Overall, this would decrease “moats” and increase competition, increase transparency and researcher access to understanding what data deployed models are trained on, ensure safer deployment, and also generate useful metadata for tracking labor impacts and economic effects of models.


Proposal III: Governance structures based on input data to model training.

High quality data is a key bottleneck for training AI, now and in the future, so data governance is a key lever for governing generative models. Data cleaning and processing is critical to training a performant GFM. Another method to ensure high quality data is to focus on actively generating human feedback data to improve models, such as reinforcement learning with human feedback (see here and here). We propose that this could be done in return for ownership stake or governance rights.

Multiple models are possible:

Human feedback is provided by users to improve the model, in return for stake. (Sam Altman has expressed interest in giving “credits” to those who are giving feedback on utterances and thereby improving ChatGPT; other forms of feedback or stake could be explored here and in other contexts, e.g. direct feedback on content filters beyond feedback on specific utterances, some form of “shares” in the model beyond credits for using the model.)
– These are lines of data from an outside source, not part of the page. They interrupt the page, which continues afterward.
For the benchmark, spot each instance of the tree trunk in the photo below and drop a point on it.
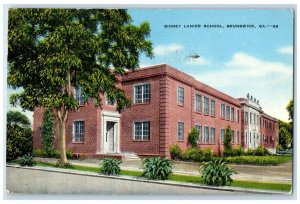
(62, 138)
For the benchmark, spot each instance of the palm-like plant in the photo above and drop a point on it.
(157, 168)
(217, 173)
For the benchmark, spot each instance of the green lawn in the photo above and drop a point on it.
(187, 178)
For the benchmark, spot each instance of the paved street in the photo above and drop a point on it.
(276, 174)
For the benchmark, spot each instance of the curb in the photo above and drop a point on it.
(165, 182)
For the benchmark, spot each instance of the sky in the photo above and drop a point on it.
(257, 59)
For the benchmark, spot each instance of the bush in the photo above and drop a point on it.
(175, 151)
(249, 152)
(193, 137)
(261, 151)
(157, 168)
(193, 154)
(207, 154)
(217, 173)
(238, 151)
(27, 160)
(110, 166)
(258, 160)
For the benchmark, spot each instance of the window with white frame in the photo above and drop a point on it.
(141, 93)
(206, 104)
(79, 95)
(212, 108)
(232, 114)
(199, 129)
(212, 135)
(198, 103)
(142, 130)
(180, 131)
(78, 131)
(180, 95)
(206, 134)
(222, 135)
(223, 110)
(227, 112)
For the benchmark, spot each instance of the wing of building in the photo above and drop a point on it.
(166, 105)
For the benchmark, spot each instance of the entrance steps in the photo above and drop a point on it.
(130, 156)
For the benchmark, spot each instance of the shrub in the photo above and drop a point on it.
(207, 154)
(157, 168)
(175, 151)
(238, 151)
(193, 154)
(48, 131)
(193, 137)
(249, 152)
(217, 173)
(27, 160)
(261, 151)
(110, 166)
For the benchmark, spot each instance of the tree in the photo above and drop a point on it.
(227, 139)
(193, 137)
(19, 138)
(48, 131)
(50, 51)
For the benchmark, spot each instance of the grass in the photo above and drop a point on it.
(185, 178)
(258, 160)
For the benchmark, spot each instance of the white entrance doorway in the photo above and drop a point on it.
(110, 137)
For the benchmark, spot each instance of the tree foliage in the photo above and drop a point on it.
(19, 138)
(48, 131)
(52, 50)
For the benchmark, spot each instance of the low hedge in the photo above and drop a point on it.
(258, 160)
Individuals or groups with specific expertise could contribute fine-tuning data. Better data provenance, in this way, could enable easier tracking of truth and citations, and thereby combat model hallucinations.

Organizations with highly private data that is necessary for valuable applications (ex. financial fraud detection and medical diagnosis) could act as fiduciary data intermediaries for inputting that data into models via privacy-aware training approaches. Benefits could be distributed to organizations (to support fiduciary capacity) or back to communities.

The details of this require further research and comments are welcome.

For GFM applications that require specific data from a clearly-defined constituency (e.g. training or fine-tuning an image generation model on specific artists’ work), non-profit organizations that act as data trusts can be set up to help data-owners interface with companies that train models.

Groups that have specific use cases for GFMs may also come together to collectively create and govern GFMs together themselves, thus governing both data and model. For example, a specific group of artists may come together to jointly train and decide governance of an image model that they are able to monetize themselves.

Early individual case studies of the above structures may provide excellent input to policymaking around feasible data and model governance structures for the broader public."